CREATE TABLE table_with_collation ( `explicitly_set` varchar(255) CHARACTER SET utf8mb4 COLLATE utf8mb4_general_ci, `implicitly_set` varchar(255) ) ENGINE=InnoDB DEFAULT CHARSET=utf8mb4;
You can also change the collation of a column in an existing table using the ALTER TABLE
statement:
ALTER TABLE table_with_collation CHANGE `explicitly_set` `explicitly_set` varchar(255) CHARACTER SET utf8mb4 COLLATE utf8mb4_0900_ai_ci;
Summary
Understanding character sets and collations is fundamental when dealing with string data in MySQL. A character set defines the legal characters that can be stored in a column, while a collation determines how string comparisons are made.

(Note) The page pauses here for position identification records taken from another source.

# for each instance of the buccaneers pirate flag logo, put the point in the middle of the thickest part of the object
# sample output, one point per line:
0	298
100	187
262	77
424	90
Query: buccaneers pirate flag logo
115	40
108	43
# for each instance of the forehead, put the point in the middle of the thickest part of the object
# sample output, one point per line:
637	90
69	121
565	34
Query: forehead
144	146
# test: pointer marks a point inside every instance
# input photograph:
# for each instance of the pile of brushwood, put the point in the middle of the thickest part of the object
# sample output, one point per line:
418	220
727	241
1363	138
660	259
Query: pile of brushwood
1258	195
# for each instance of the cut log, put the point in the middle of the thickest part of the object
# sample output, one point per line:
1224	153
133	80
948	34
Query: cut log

- A character set can be defined at the column level, the table level, or it can be inherited from the database or server default. The most specific level (column > table > database > server) is used.
- A collation can be defined at the column level, the table level, or it can be inherited from the character set default. Again, the most specific level is used.
- The character set and collation of a column affect how data is stored and how it is compared and sorted. Be mindful of these settings to ensure the correct behavior and optimal performance when designing your database.
If you are unsure which character set or collation to use, the MySQL default utf8mb4
character set and its default utf8mb4_0900_ai_ci
collation are usually good choices. They support all Unicode characters and provide case-insensitive and accent-insensitive comparisons.